至近距離での「実焦点距離」

タムロン・18~400mmF3.5~6.3 Di II VC HLD + ニコン・D500

 タムロンの公式スペック表によると18mmから400mmまでズーム全域で、最短撮影距離は約45センチとなる。
 以下はぼくの計測スペック。レンズ全長は18mm広角側のとき約12センチで、400mm望遠側にすると約21センチになる。この400mm時の最短撮影のとき、レンズ前面から被写体までのワーキングディスタンスは約15センチである。近からず遠からず、ちょうどいいディスタンスだ。




 そこで、「うわぁ、600mm相当の超望遠で15センチまで近づいて撮影できれば超々クローズアップになるじゃないか」と喜ぶ人もいるだろうが、いやいや、ちょっと待て。
 確かにそこそこのクローズアップはできるが、しかしこのときは400mm(600mm相当)の焦点距離とはならない。ここが肝心なこと。

 その時の実焦点距離は、だいたい100mm程度(150mm相当画角)になる ━━ なぜかタムロンは、この実焦点距離を「非公開だ」と言って教えてくれない、そんなの撮影して計算すればすぐにわかることなのに、ヘンだねタムロン ━━ 。

 インナーフォーカス方式のレンズでは多かれ少なかれあることだが、ピントを近距離にすればするほど実焦点距離は短くなってだんだんと実際の焦点距離よりも広角になる。
 こうしたピント位置による画角変化のことをブリージングという。

 ムービー用レンズではこのブリージング現象を嫌う。動画撮影中にフォーカス移動すると画角が広くなったり狭くなったりすると困るからだ。この画角変化については静止画では気づかないことが多く、それほど神経質にはならない。

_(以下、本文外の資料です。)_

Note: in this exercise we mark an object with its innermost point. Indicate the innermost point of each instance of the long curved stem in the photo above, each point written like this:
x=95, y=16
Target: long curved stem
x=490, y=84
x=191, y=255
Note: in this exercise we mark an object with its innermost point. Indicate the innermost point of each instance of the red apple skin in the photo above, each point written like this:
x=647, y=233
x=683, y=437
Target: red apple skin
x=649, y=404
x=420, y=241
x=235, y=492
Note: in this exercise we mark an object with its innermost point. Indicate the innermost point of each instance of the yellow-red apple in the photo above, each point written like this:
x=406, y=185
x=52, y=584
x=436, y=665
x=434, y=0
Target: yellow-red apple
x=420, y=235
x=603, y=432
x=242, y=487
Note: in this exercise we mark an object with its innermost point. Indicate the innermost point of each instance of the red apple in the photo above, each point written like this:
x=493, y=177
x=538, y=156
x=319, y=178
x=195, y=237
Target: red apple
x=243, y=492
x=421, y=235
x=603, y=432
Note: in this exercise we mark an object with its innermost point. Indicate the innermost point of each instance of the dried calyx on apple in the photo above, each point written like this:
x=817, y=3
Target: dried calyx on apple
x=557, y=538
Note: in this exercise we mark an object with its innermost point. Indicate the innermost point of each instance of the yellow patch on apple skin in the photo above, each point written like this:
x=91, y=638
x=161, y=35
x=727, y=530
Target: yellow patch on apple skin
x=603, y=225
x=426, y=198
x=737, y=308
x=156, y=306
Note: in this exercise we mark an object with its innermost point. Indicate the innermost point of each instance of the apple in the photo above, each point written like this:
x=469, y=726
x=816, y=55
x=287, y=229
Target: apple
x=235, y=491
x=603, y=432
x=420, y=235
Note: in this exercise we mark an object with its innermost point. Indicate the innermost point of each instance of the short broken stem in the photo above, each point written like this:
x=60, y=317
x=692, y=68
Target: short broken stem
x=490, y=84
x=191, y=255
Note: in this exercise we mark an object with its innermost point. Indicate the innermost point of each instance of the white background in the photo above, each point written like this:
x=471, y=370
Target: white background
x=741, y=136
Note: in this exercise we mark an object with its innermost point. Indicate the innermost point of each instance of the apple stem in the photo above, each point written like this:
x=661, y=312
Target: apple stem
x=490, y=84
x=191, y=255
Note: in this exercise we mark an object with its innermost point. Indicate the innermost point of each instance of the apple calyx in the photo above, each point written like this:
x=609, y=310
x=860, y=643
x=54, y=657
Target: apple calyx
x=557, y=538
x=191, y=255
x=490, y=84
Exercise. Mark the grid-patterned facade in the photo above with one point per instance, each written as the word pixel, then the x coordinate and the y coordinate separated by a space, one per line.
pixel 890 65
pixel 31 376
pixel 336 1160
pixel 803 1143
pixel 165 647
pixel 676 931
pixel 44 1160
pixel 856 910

 だから、ムービー用レンズではインナーフォーカス式のレンズであっても、光学設計を工夫したり努力してブリージングしないようなレンズを作る。ブリージングが発生しないレンズがムービー用レンズのセールスポイントにもなっている。
 最近の静止画用レンズでも、ムービー撮影に使用されることが多くなってきたのでブリージングしないレンズを設計をするメーカーも増えてきた。

 タムロンの場合(こういっちゃナンだけど)、以前からブリージングには無頓着なところがあった。とくに高倍率ズームレンズではそれが顕著だった。
 いやべつに、それはイケナイぞ、と言っているわけではない。ピント位置による画角変化にこだわらない光学設計をすることで、製造コストを抑えたり小型化できたりするメリットもある。こだわるかこだわらないか、それはメーカーの製品企画のフィロソフィーだ。

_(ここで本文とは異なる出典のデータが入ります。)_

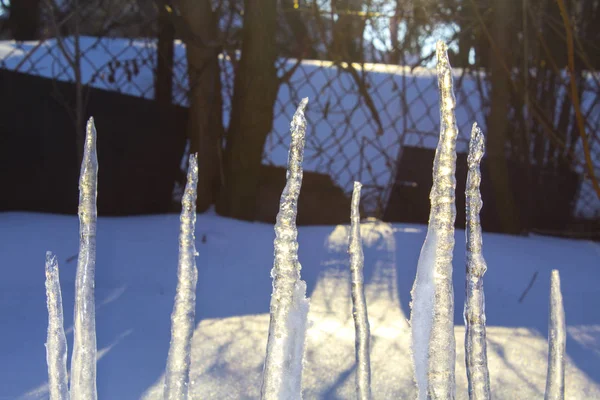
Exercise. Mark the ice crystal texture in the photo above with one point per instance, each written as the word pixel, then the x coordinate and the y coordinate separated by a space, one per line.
pixel 183 316
pixel 282 374
pixel 56 343
pixel 555 380
pixel 474 312
pixel 432 307
pixel 83 363
pixel 359 304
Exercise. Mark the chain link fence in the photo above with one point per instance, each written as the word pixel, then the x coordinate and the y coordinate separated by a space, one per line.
pixel 362 115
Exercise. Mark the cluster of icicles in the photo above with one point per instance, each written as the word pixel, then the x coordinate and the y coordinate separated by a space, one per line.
pixel 432 307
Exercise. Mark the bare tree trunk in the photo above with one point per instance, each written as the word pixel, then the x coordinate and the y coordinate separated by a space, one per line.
pixel 205 125
pixel 394 24
pixel 498 120
pixel 164 59
pixel 348 31
pixel 255 91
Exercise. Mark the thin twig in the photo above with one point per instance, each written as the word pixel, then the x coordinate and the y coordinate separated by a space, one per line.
pixel 528 287
pixel 575 97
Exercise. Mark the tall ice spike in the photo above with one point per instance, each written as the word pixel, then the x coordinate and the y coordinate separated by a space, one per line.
pixel 83 363
pixel 56 343
pixel 474 311
pixel 289 307
pixel 359 304
pixel 177 373
pixel 432 308
pixel 557 342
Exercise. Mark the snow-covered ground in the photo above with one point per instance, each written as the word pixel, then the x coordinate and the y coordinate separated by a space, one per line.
pixel 135 286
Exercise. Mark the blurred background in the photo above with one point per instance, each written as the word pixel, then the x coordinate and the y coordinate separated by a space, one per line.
pixel 223 78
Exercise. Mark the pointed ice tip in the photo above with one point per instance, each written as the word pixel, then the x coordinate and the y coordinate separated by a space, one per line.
pixel 441 50
pixel 555 279
pixel 476 147
pixel 303 104
pixel 89 151
pixel 193 161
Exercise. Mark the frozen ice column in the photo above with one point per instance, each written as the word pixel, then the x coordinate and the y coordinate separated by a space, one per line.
pixel 83 363
pixel 474 312
pixel 282 374
pixel 359 304
pixel 432 307
pixel 56 343
pixel 177 373
pixel 557 342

 18~400mmレンズで、実際に400mm側で最短撮影をしたとしても ━━ 実焦点距離100mmそこそこの画角での撮影になるけれど ━━ それほど違和感があるわけではない。ただ、400mmの焦点距離のまま(600mm相当の画角のまま)至近距離で撮影しているわけではないぞ、ということです。
 わかりにくい本日のタイトルの意味はこーゆーことです。